William H. Seward of New York, Salmon P. Chase of Ohio, and Simon Cameron of Pennsylvania are leading contenders for the Republican presidential nomination, along with more moderate Abraham Lincoln of Illinois, when the Republican convention convenes in Chicago on May 16. Lincoln supporters from Illinois skillfully gain commitments for Lincoln. On May 18, Lincoln wins the Republican Party nomination for President.[223] The Republicans adopt a concrete, precise, and moderately worded platform which includes the exclusion of slavery from the territories but the affirmation of the right of states to order and control their own "domestic institutions".[189][223][226]

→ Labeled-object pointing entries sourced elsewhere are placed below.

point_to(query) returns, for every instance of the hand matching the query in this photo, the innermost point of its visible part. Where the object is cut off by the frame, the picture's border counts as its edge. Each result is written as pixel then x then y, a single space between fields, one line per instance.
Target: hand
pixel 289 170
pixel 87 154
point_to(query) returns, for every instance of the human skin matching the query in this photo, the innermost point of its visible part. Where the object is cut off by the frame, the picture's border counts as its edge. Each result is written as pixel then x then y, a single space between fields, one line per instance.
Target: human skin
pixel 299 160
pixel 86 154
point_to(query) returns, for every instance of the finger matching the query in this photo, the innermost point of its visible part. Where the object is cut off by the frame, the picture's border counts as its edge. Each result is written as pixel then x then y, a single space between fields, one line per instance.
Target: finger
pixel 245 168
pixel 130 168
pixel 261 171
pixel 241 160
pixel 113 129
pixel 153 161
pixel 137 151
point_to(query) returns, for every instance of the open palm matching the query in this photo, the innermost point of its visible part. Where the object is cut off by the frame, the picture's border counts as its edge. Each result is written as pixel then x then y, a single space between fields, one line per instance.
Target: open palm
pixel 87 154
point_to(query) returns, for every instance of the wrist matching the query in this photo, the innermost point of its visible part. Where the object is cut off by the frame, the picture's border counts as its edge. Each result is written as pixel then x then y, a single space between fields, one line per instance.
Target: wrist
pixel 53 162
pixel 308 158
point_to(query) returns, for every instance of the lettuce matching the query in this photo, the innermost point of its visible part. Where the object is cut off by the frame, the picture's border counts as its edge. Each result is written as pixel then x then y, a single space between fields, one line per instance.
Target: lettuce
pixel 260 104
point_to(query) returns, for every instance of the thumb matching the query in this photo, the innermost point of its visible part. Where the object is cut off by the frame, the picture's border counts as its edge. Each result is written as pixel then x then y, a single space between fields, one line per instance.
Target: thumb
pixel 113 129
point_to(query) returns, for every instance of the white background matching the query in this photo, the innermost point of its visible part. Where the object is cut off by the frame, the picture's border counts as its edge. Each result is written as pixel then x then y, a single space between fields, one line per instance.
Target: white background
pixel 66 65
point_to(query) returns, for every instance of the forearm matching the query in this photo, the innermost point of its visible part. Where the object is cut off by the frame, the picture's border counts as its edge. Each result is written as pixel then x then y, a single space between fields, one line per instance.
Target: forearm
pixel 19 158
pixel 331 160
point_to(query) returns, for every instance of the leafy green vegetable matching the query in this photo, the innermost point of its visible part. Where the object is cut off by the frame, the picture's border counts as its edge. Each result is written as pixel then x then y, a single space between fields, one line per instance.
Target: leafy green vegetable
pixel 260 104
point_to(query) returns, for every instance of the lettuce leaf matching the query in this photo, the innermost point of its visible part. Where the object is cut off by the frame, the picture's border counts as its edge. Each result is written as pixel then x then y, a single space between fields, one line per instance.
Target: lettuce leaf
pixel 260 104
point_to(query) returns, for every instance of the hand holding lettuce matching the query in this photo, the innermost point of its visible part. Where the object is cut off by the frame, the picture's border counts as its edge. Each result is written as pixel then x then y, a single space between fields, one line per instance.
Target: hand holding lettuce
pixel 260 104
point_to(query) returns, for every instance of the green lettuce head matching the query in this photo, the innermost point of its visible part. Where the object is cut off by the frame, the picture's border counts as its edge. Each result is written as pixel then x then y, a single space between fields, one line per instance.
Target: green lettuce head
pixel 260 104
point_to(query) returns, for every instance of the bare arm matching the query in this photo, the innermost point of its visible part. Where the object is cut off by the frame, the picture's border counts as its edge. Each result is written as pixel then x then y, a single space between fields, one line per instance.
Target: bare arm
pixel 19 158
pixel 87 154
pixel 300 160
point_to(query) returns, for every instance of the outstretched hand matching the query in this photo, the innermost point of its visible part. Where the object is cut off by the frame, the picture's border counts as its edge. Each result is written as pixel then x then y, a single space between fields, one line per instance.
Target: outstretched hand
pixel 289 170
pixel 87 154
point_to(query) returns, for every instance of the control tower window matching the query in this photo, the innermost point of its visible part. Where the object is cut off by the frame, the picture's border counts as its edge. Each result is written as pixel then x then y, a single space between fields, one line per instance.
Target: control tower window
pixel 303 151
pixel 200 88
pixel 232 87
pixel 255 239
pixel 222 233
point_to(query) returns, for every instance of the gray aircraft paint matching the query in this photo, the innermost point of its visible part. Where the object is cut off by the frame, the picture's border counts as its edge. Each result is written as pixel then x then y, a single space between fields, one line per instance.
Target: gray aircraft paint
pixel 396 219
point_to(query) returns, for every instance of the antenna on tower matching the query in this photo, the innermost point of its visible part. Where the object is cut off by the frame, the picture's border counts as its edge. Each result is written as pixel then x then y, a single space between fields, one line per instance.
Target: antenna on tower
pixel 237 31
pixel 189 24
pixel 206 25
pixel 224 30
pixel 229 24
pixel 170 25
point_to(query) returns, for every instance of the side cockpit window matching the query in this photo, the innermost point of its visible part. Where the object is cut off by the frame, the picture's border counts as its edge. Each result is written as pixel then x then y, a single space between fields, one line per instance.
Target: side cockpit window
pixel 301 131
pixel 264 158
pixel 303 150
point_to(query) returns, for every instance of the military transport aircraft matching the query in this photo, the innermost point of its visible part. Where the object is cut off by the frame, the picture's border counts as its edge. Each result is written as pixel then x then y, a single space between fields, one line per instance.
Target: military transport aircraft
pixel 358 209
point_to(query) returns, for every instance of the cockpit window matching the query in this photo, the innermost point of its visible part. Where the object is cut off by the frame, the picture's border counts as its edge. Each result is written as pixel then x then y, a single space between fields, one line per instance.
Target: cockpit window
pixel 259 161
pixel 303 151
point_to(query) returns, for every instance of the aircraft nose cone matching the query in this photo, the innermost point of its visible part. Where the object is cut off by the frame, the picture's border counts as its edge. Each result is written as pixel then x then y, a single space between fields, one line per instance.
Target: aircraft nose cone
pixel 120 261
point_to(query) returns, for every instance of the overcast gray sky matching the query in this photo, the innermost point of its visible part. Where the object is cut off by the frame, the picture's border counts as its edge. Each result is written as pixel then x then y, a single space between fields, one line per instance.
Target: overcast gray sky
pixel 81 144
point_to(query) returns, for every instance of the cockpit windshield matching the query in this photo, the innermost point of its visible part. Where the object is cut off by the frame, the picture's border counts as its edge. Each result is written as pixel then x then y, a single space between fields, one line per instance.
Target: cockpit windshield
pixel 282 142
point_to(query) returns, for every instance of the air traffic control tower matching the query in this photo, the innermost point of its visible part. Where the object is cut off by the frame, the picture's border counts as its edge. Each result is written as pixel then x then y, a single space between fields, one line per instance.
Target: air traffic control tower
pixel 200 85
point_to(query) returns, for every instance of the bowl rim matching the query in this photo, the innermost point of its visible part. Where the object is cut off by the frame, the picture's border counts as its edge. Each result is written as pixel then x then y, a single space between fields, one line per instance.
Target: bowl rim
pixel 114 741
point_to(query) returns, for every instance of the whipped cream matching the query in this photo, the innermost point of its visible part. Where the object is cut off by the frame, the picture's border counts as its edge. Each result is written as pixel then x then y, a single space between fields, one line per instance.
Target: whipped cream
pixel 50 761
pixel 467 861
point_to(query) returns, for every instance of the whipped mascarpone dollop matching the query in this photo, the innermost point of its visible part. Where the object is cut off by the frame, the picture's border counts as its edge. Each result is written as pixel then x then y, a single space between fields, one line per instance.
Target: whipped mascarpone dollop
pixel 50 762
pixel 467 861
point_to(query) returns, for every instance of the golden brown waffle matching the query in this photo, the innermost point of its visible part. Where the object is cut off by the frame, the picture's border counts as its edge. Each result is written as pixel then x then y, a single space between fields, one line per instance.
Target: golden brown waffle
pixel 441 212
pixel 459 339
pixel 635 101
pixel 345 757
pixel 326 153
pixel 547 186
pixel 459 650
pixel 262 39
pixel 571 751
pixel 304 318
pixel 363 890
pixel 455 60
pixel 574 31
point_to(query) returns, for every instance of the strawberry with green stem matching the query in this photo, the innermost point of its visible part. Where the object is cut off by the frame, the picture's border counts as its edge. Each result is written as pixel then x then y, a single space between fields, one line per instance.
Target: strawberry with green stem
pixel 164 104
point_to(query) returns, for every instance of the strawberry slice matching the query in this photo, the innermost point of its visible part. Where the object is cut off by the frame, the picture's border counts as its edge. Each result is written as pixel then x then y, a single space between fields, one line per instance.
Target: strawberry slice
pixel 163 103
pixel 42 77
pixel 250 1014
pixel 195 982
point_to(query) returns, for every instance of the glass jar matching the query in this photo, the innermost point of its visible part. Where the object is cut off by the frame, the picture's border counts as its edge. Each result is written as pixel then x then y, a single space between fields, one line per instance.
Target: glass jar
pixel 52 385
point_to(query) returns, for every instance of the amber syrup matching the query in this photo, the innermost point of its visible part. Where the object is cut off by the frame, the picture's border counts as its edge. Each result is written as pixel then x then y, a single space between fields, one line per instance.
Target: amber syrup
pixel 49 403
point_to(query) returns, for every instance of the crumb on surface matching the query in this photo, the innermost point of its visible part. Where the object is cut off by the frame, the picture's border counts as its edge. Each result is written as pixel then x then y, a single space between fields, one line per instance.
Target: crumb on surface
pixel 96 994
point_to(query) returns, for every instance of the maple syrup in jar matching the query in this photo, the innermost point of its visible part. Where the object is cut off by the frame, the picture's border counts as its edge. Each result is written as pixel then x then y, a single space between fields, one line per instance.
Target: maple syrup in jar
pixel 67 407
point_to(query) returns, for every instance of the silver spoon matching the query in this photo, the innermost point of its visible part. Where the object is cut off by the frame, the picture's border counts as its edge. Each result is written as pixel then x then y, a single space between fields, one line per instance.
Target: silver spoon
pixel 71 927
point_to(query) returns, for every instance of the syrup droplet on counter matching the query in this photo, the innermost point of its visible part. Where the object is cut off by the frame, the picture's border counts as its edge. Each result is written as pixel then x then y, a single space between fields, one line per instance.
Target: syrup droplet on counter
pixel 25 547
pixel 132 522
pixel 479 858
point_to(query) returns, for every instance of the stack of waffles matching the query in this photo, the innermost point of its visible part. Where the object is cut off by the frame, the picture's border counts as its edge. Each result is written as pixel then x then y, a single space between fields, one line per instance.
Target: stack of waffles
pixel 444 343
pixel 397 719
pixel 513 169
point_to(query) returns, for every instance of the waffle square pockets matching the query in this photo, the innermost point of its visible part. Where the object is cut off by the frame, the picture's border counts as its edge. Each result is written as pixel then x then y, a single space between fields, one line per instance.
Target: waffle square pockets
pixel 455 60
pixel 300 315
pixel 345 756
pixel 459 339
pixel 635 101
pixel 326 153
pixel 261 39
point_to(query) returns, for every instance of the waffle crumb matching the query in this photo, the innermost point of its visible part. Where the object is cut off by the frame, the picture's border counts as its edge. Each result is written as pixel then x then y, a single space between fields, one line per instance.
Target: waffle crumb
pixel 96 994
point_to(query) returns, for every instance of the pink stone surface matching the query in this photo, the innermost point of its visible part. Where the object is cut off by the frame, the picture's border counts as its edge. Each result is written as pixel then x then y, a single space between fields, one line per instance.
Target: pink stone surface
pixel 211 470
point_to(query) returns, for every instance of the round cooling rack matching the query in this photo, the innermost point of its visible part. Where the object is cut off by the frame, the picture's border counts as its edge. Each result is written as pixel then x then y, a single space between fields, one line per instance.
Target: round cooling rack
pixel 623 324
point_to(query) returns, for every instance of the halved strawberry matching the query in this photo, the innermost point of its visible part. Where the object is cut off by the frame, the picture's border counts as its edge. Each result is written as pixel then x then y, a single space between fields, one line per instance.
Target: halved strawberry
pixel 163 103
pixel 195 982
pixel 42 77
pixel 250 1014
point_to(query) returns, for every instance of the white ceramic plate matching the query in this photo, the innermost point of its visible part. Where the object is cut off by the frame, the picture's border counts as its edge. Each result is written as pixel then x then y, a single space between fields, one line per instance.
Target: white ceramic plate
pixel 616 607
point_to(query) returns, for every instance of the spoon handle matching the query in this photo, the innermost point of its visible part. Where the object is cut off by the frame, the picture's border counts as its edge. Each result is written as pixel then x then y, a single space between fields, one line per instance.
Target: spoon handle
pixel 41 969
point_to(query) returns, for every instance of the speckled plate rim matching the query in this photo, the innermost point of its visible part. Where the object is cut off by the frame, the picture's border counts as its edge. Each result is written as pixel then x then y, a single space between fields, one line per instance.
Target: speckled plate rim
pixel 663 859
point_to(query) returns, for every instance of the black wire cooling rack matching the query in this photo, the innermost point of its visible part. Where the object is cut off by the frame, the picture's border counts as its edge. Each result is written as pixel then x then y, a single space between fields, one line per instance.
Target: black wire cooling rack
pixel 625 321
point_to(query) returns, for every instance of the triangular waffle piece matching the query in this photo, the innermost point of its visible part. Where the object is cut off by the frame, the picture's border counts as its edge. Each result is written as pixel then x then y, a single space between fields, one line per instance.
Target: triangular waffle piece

June 18: The main group of Democrats meeting in Baltimore, bolstered by some new Douglas Democrat delegates from Southern states who were seated to the exclusion of the Southern delegates from the previous session of the convention, nominate Douglas for President.[222][223]

June 28: Southern Democrats nominate Vice President John C. Breckinridge of Kentucky for President. Their platform endorses a national slave code.[222][227]

Honduran militia stop another filibuster effort by William Walker. They capture and execute him before a firing squad on September 12, 1860.[228]